Çin’in 1978'de başlayan ticari liberalleşmesinin beraberinde 1 milyar kişinin yoksulluktan çıkarılmasını sağladığını belirten Medipol Üniversitesi Dr. Öğretim Üyesi Deniz İstikbal, bu süreçte 2 trilyon doları aşan doğrudan yabancı yatırım stokunun Batılı teknoloji ve üretim modellerini Çin'e taşıdığını, ancak Çin’in salgın sonrasında iktisadi büyümeyi sürdürmede zorlandığını ifade ediyor.
Çin 2024'ün üçüncü çeyreğinde yüzde 4,6 büyüyerek piyasa tahminleri olan 4,5'in ve ikinci çeyrekteki 4,7'lik artışın altında kaldı. Çin, GSYİH açısından en büyük düşüşü ise pandemi tedbirleri nedeniyle 2022’de yaşadı.
Konut piyasasında önlemler alındı

Çin Ticaret Derneği Genel Başkanı Barış Ariç, Japonya’nın 90’lı yıllarda emlak balonunun patlaması ve büyümenin durması ile ortaya çıkan durgunluğunun, küresel ekonomide travma yarattığını belirterek bu nedenle benzer durumlarda akla ilk olarak Japonya’nın geldiğini belirtiyor.
Çin’in özellikle iki yıldır büyüme hedeflerini tutturamamasının emlak sektöründeki zayıflık ve tüketici talebindeki durgunluktan kaynaklandığını ifade eden Ariç, bu anlamda Japonya ile benzerlik olduğunu, ancak benzerlikler olsa da her iki ülke durumunun oldukça farklı olduğunu değerlendiriyor.

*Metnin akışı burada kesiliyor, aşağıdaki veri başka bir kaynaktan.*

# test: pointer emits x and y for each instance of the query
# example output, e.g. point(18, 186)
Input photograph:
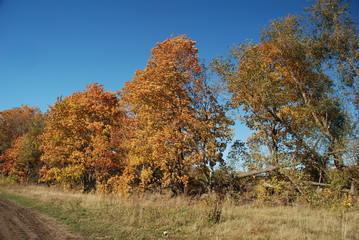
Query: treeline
point(297, 90)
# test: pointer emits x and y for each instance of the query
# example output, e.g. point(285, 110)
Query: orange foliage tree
point(19, 131)
point(288, 99)
point(177, 126)
point(82, 140)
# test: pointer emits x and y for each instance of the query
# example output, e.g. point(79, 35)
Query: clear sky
point(51, 48)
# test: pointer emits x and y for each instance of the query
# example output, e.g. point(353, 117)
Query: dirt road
point(19, 223)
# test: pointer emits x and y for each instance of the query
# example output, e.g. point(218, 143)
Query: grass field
point(159, 217)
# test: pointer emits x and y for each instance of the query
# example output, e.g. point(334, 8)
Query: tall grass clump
point(156, 216)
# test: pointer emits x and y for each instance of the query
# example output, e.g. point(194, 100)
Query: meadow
point(155, 216)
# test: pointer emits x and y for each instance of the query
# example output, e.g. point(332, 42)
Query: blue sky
point(52, 48)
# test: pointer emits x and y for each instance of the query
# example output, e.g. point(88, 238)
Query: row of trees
point(164, 129)
point(296, 90)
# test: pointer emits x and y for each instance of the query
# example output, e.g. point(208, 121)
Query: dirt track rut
point(19, 223)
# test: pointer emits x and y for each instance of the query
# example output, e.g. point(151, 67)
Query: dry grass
point(148, 217)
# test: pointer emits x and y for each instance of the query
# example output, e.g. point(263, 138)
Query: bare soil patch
point(17, 222)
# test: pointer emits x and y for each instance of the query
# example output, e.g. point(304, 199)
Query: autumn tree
point(333, 39)
point(19, 131)
point(82, 140)
point(177, 127)
point(288, 99)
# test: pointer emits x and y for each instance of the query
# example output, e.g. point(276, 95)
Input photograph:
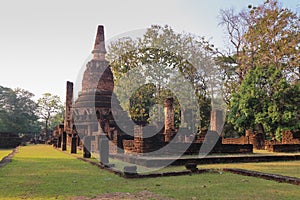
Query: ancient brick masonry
point(169, 119)
point(92, 110)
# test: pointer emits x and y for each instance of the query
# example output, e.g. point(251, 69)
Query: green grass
point(42, 172)
point(286, 168)
point(4, 152)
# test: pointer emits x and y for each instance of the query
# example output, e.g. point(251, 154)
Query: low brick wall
point(285, 148)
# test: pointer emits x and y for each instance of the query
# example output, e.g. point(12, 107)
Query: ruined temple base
point(211, 159)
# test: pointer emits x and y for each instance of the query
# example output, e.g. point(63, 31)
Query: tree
point(17, 111)
point(49, 106)
point(267, 101)
point(260, 36)
point(160, 56)
point(263, 70)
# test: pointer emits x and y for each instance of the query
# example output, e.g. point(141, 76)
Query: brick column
point(216, 121)
point(169, 118)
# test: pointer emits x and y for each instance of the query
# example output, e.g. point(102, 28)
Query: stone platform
point(211, 159)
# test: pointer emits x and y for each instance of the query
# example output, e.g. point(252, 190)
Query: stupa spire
point(99, 50)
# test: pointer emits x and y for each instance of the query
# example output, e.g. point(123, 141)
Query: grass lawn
point(4, 152)
point(286, 168)
point(42, 172)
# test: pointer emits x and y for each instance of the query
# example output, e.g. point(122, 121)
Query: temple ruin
point(89, 121)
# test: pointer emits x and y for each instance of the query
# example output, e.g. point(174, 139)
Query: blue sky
point(45, 43)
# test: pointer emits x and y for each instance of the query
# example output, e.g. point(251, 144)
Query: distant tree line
point(258, 75)
point(19, 113)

Örneğin Çin’in kişi başına düşen GSYİH’si 1990’lardaki Japonya deneyimi ile kıyaslandığında, ülkenin toparlanmasının daha kolay olabileceği değerlendiriliyor. Bununla beraber Çin ekonomisindeki karamsarlığın aşılması için öncelikle ülkede ekonomik dönüşümün başlaması gerektiği de belirtiliyor.
Pandemi sonrasında Çin, konut krizini aşmak için doğrudan satın alımlarda kısıtlamalar, daha yüksek asgari peşinat gereksinimi ve konutta fiyat tavanları uygulamaya başladı. Ayrıca Çin’in daha düşük kentleşme oran, işgücü arzının hala yüksek olması, para biriminin değerinin düşük olması, daha büyük bir iç pazar ve daha güçlü banka bilançoları, Japonya deneyimi yaşanmayacağı konusunda temel unsurlar olarak görülüyor.